Mitogen-activated protein kinases (MAPKs) mediate intracellular signaling associated with various cellular activities. There are three types of MAPK pathway in mammals including extracellular signal-regulated kinases (ERK), p38 and c-Jun N-terminal kinases (JNK). Each pathway activated by specific cascades ( Chang and Karin, 2001 ; Kim and Choi, 2010 ; Namkoong ., 2012 ). In this study, we investigated the effect of AOR extract on MAPK signal pathway in RBL-2H3 cells. In the 0.75 ㎎/㎖ of AOR extract treated cells, phosphorylated form of p38 was inhibited. p38 is affected by PKC pathway, and involved in degranulation of mast cells ( Smolen ., 2000 ). ERK induces release of arachidonic acid and involved in lipid mediator production ( Paunovic and Harnett, 2013 ). JNK is related with cytokine and gene expression but it was not affected by AOR extract in this study. According to the other research, it was demonstrated that IL-4 production is regulated by JNK at the transcription step. IL-4 production was controlled by JNK activation and not related with ERK and p38 ( Chen ., 2006 ). Therefore, this result shows that AOR extract inhibits allergic inflammatory responses through suppression of phosphorylated p38 but not affects IL-4 production.
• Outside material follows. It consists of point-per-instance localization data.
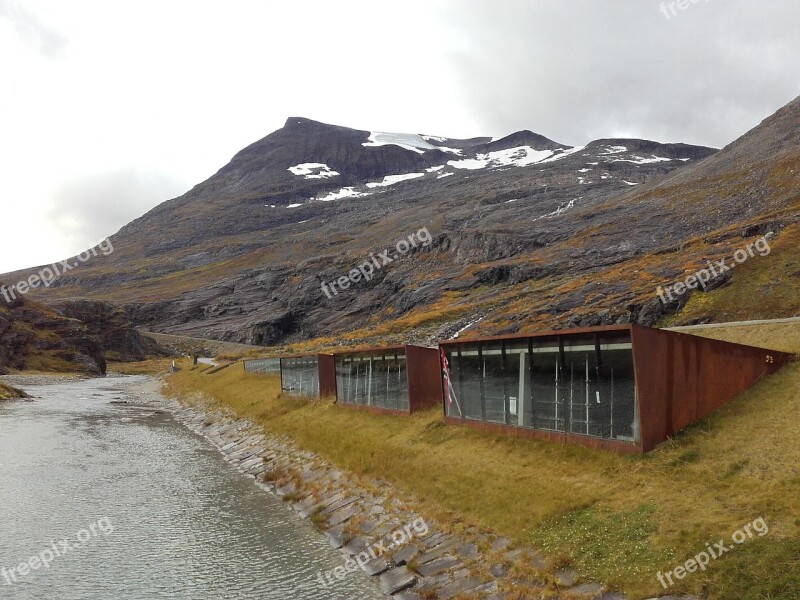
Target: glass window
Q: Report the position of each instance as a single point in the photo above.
(575, 384)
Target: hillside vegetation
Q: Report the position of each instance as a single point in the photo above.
(619, 520)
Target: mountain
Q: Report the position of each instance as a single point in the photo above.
(522, 233)
(76, 337)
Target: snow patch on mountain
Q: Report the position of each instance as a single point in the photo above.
(313, 170)
(348, 192)
(409, 141)
(640, 160)
(520, 156)
(392, 179)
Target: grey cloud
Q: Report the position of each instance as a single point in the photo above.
(88, 209)
(586, 69)
(32, 30)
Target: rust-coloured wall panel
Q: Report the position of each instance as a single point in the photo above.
(682, 377)
(557, 437)
(327, 375)
(424, 378)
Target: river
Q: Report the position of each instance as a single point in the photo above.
(105, 500)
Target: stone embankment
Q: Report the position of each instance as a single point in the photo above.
(381, 533)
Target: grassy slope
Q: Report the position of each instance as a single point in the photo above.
(617, 519)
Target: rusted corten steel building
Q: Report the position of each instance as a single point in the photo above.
(310, 376)
(624, 388)
(398, 379)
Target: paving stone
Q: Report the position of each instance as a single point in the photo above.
(356, 545)
(407, 596)
(341, 503)
(377, 566)
(368, 526)
(340, 516)
(336, 536)
(396, 580)
(440, 565)
(587, 589)
(468, 550)
(405, 554)
(465, 584)
(286, 490)
(437, 551)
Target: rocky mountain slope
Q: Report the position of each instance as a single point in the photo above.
(78, 337)
(525, 233)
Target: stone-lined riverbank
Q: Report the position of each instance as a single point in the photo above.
(363, 518)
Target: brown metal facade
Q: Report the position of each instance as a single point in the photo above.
(327, 375)
(681, 378)
(424, 378)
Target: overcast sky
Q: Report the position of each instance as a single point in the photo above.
(109, 108)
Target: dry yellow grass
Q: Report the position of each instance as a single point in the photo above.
(617, 519)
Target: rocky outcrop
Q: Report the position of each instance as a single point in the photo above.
(113, 329)
(74, 337)
(527, 233)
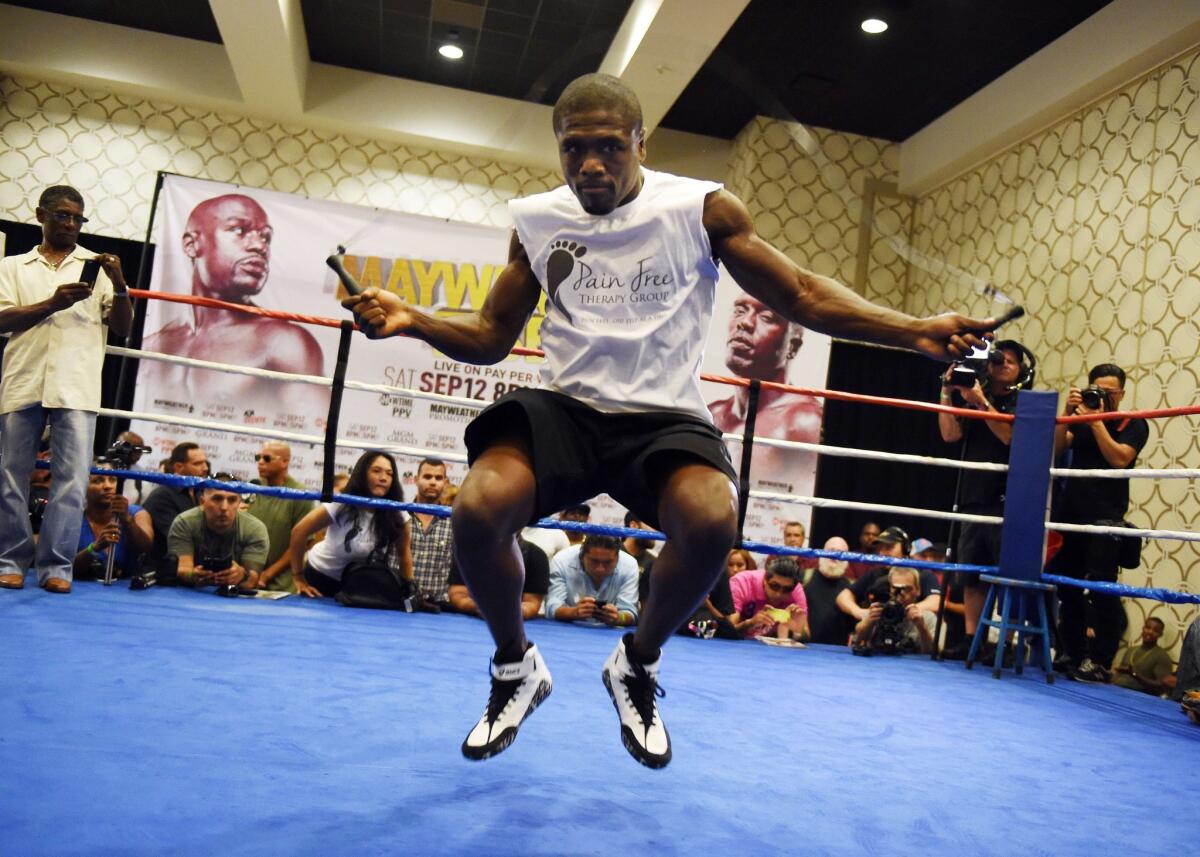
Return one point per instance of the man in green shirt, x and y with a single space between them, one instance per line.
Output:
216 543
1144 667
280 515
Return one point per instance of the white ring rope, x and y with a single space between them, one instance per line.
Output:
1132 473
275 433
316 379
877 455
1170 534
821 449
826 503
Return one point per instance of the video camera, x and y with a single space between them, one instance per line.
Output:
888 634
1095 397
123 454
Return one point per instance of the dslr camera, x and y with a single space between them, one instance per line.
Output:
1095 397
123 453
215 562
888 634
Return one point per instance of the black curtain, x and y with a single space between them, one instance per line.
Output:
21 238
897 375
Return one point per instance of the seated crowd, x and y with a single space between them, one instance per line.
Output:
216 537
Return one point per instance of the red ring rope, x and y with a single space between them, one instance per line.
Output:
715 378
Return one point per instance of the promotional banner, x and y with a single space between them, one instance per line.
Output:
268 249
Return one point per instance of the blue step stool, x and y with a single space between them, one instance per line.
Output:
1014 594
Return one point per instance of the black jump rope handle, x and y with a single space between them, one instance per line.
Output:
348 281
1012 315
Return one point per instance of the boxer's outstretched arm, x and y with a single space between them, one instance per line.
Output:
483 337
822 304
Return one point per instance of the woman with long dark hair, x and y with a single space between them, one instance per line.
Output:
354 534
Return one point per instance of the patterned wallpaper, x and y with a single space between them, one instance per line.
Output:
112 147
1095 227
804 189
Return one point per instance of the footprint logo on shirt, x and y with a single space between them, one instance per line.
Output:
559 265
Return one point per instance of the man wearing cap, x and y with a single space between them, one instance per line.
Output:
982 492
892 541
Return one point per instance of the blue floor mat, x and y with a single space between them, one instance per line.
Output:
174 721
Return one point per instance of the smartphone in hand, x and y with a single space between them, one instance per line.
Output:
90 271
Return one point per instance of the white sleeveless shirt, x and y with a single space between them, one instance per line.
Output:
629 294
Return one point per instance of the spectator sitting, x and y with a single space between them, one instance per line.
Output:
109 519
166 502
739 561
353 534
1187 677
135 489
1145 667
867 537
827 622
431 543
793 537
916 631
771 601
277 514
577 514
537 583
892 541
593 582
216 543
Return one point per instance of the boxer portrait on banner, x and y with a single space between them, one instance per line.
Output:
227 240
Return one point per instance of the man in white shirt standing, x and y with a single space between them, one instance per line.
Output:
52 367
628 259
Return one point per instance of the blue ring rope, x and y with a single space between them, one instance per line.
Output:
1158 594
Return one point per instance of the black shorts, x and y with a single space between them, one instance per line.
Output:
978 545
580 451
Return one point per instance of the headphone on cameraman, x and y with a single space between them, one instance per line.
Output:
1029 364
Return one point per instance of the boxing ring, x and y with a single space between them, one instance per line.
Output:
167 720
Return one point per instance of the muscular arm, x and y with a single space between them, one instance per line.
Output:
479 337
820 303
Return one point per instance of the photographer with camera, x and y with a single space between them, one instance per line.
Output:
58 303
1102 444
219 544
894 623
111 522
893 541
988 384
168 502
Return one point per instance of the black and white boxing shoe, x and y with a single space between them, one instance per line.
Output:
634 690
517 688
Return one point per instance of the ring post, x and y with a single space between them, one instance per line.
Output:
335 408
747 455
1027 491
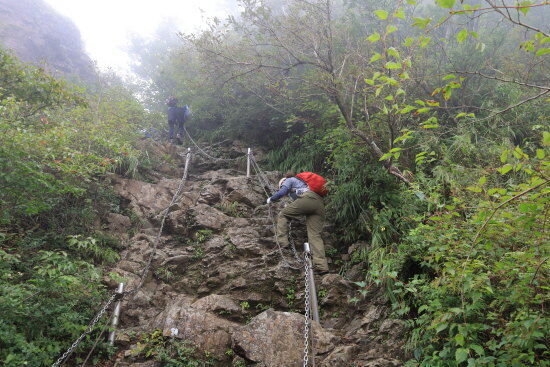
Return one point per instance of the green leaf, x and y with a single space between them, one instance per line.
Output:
441 326
461 355
447 4
522 8
382 14
480 46
421 22
393 65
393 52
474 188
504 156
462 35
478 349
400 13
390 29
408 41
374 37
505 169
425 41
406 109
375 57
386 156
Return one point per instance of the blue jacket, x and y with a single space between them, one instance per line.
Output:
292 187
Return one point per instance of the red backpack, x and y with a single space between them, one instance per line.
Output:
315 182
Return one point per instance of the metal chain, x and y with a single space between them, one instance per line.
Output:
165 212
292 244
265 183
206 154
144 273
90 327
307 321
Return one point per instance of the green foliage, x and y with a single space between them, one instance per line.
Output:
56 143
476 275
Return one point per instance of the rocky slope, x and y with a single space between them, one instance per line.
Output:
41 36
218 282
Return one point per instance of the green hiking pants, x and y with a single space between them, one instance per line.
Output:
312 206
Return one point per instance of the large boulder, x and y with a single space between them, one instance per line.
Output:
205 330
146 199
275 339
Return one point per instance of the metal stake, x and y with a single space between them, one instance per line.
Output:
116 315
248 164
312 289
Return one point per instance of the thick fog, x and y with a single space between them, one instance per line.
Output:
106 26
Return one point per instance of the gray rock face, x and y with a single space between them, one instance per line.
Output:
217 270
38 34
273 339
208 332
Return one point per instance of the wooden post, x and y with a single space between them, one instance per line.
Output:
116 315
248 163
312 289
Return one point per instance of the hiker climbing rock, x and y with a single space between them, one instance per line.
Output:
306 191
176 116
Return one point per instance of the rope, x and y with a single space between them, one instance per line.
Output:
206 154
116 295
265 183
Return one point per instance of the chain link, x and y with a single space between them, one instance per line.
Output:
98 316
117 296
200 150
264 182
165 212
307 321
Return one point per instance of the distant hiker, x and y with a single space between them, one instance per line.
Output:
306 190
176 116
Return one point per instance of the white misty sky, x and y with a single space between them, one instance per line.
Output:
105 25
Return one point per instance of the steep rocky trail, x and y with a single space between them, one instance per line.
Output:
218 281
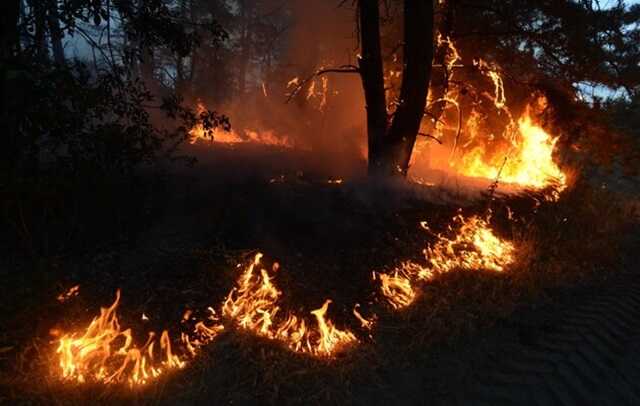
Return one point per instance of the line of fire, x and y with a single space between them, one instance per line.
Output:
320 202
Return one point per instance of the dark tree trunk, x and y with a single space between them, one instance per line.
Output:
10 10
391 142
418 54
40 18
9 88
245 16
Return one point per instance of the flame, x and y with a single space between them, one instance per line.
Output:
530 161
253 305
198 133
473 246
106 353
70 293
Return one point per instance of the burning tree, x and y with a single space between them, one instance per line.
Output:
391 140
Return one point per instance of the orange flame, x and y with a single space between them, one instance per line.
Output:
253 306
529 161
473 246
106 353
70 293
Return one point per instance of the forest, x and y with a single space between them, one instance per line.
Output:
319 202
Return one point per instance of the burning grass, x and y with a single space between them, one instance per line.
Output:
468 244
528 248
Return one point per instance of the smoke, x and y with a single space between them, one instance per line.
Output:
327 116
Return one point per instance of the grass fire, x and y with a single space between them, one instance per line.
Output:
319 202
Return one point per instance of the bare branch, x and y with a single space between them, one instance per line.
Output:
301 84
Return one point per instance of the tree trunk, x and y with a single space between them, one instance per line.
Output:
10 13
391 143
418 54
246 11
10 91
40 19
370 64
53 21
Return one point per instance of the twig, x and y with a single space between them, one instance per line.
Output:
341 69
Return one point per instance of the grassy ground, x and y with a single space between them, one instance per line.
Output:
328 239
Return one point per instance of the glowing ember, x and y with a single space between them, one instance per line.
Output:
253 306
472 247
107 354
198 133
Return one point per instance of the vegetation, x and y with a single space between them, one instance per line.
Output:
103 185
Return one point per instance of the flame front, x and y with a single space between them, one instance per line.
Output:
529 161
473 246
253 305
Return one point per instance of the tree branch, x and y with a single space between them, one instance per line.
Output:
301 84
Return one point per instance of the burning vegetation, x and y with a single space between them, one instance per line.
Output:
467 244
430 103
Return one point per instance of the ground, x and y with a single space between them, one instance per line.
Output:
560 326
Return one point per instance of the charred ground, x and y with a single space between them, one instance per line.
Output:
327 238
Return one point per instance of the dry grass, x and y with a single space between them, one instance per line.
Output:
576 241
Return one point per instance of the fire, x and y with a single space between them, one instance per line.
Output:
253 305
70 293
529 163
199 133
472 246
106 353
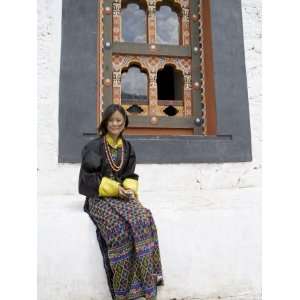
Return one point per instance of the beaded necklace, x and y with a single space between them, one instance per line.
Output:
111 162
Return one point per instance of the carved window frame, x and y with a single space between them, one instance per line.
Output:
197 116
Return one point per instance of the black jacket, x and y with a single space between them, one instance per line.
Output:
94 166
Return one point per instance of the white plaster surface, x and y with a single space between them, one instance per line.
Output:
208 215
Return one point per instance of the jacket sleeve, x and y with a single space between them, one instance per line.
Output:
130 178
89 176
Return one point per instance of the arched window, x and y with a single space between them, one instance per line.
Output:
134 85
133 16
168 19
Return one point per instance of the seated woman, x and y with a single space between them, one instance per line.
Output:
125 229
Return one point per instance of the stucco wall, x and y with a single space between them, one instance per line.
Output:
208 215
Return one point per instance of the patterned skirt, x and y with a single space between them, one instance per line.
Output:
128 241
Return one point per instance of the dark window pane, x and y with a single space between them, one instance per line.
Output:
134 85
167 26
133 24
169 84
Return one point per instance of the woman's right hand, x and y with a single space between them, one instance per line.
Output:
122 193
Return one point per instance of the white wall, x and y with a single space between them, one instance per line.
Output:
208 215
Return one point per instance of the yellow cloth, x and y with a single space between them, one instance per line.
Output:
109 187
112 143
132 184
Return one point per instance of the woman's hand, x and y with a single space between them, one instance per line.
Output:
127 194
123 193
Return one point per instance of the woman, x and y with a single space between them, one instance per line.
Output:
125 229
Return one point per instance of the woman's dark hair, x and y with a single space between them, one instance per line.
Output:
102 129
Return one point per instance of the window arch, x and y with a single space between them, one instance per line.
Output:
168 23
134 21
134 85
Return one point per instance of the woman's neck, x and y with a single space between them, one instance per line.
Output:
114 137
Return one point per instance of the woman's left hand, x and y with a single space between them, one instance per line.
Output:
131 194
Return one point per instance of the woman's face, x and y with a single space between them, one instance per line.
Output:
115 124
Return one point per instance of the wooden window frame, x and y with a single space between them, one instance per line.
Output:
203 97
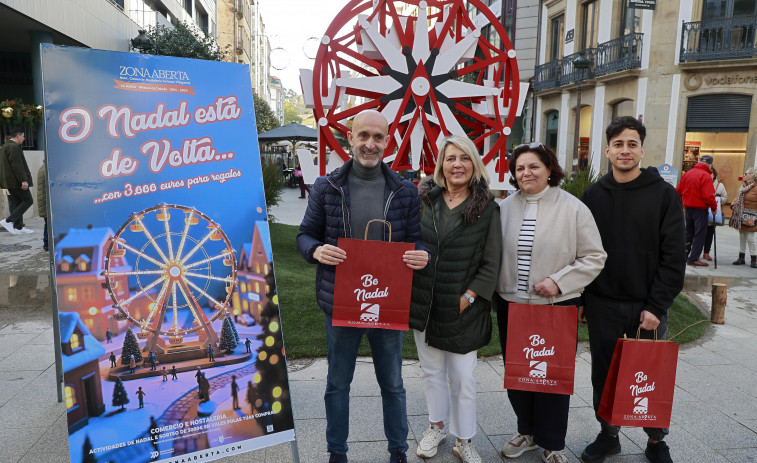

In conclusion, we demonstrated that AOR extract significantly suppressed degranulation of PMA/A23187 stimulated RBL-2H3 cells. The gene expression level, COX-2 and TNF-α was also reduced by AOR extract. Furthermore, AOR extract inhibited MAPK signaling pathway, especially p38 activation. These results indicate that extract could be used for immunosuppressive agent or dietary supplement.
This study was supported by 2011 Research Grant from Kangwon National University.